The study has several important limitations. First, the amounts of diosmin produced are very small—measured in nanograms per gram of plant material. To be useful as a supplement source, plants would need to produce much larger quantities. Second, this research was done in laboratory conditions with carefully controlled plants; it’s unclear whether these results would work the same way in field conditions or in commercial farming. Third, the study does not include any testing in animals or humans to confirm that diosmin produced this way would be safe or effective to consume. Fourth, the researchers did not test whether growing these plants would be practical or economical compared to current production methods. Finally, the study does not address potential environmental or safety concerns related to releasing genetically modified plants into the environment.

The Bottom Line

At this stage, there are no recommendations for consumers because this research is still in early laboratory stages. The diosmin produced in these plants is not yet available for human use. If you currently use diosmin supplements for vein or circulation health, continue using products from established manufacturers. This research suggests that in the future, plant-based sources of diosmin might become available, but that is likely many years away and would require additional safety testing and regulatory approval.

This research is most relevant to: (1) Scientists and researchers working on plant biotechnology and supplement production; (2) Pharmaceutical and supplement companies interested in new production methods; (3) People interested in sustainable and natural sources of health compounds; (4) Policymakers considering regulations for genetically modified plants used in food and supplements. People currently using diosmin supplements should not change their habits based on this research, as it does not yet provide an alternative source.
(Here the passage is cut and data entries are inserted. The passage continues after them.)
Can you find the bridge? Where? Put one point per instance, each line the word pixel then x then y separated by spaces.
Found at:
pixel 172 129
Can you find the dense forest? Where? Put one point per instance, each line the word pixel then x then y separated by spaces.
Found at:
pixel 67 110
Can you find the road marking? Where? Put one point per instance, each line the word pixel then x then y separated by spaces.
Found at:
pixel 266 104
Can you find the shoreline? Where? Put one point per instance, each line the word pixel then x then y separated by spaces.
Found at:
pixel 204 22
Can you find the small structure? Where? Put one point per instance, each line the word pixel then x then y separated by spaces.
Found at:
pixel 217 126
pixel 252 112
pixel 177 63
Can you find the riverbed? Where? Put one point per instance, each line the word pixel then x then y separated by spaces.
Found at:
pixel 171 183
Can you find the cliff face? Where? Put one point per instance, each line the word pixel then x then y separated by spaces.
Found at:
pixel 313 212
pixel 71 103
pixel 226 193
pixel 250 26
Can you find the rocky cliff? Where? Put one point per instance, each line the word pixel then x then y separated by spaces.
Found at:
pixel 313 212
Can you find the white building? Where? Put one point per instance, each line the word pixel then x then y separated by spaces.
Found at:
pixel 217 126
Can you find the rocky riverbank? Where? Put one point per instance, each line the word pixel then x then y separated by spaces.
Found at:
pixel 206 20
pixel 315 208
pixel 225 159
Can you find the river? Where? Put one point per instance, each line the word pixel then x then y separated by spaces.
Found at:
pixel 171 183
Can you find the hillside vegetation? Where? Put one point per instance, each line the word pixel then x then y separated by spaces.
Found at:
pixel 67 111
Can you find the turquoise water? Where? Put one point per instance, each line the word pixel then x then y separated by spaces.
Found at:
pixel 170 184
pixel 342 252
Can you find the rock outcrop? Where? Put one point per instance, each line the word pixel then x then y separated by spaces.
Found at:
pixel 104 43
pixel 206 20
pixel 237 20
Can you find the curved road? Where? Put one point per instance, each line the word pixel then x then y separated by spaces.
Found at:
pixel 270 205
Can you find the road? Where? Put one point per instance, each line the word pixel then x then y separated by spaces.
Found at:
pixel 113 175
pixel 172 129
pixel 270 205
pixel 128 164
This is very early-stage research. If this technology were to become practical, it would likely take 10-20 years or more before genetically modified plants producing diosmin could be grown commercially and approved for use in supplements. Additional research would be needed to increase production levels, test safety in animals and humans, develop farming methods, and obtain regulatory approval. Consumers should not expect to see diosmin-producing tomatoes or tobacco in stores in the near future.

Want to Apply This Research?

• If users currently take diosmin supplements for circulation or vein health, they could track: (1) Dosage taken and frequency; (2) Any symptoms they’re monitoring (such as leg heaviness, swelling, or discomfort); (3) Overall energy and circulation-related wellness on a simple 1-10 scale. This creates a baseline for comparison if plant-based diosmin products become available in the future.
• Users interested in this emerging research could: (1) Set a reminder to check back on this research topic in 2-3 years to see if there are updates; (2) Follow reputable nutrition science sources to learn about new supplement production methods; (3) If they use diosmin supplements, keep detailed notes about their current product source and any effects they notice, which could help them evaluate new products if they become available.
• For long-term tracking, users could maintain a simple log of: (1) Current diosmin supplement use (brand, dose, frequency); (2) Reasons for use and any benefits noticed; (3) Periodic check-ins (every 3-6 months) to reassess whether the supplement is meeting their health goals. This creates a personal baseline that could be useful if new plant-based sources become available and users want to compare effectiveness.

This research is laboratory-based and has not been tested in humans. The diosmin produced in these genetically modified plants is not currently available for human consumption and has not undergone safety or efficacy testing in people. If you are considering using diosmin supplements for any health condition, consult with your healthcare provider before starting. This article is for educational purposes only and should not be considered medical advice. Always speak with a qualified healthcare professional before making changes to your supplement regimen or treating any medical condition.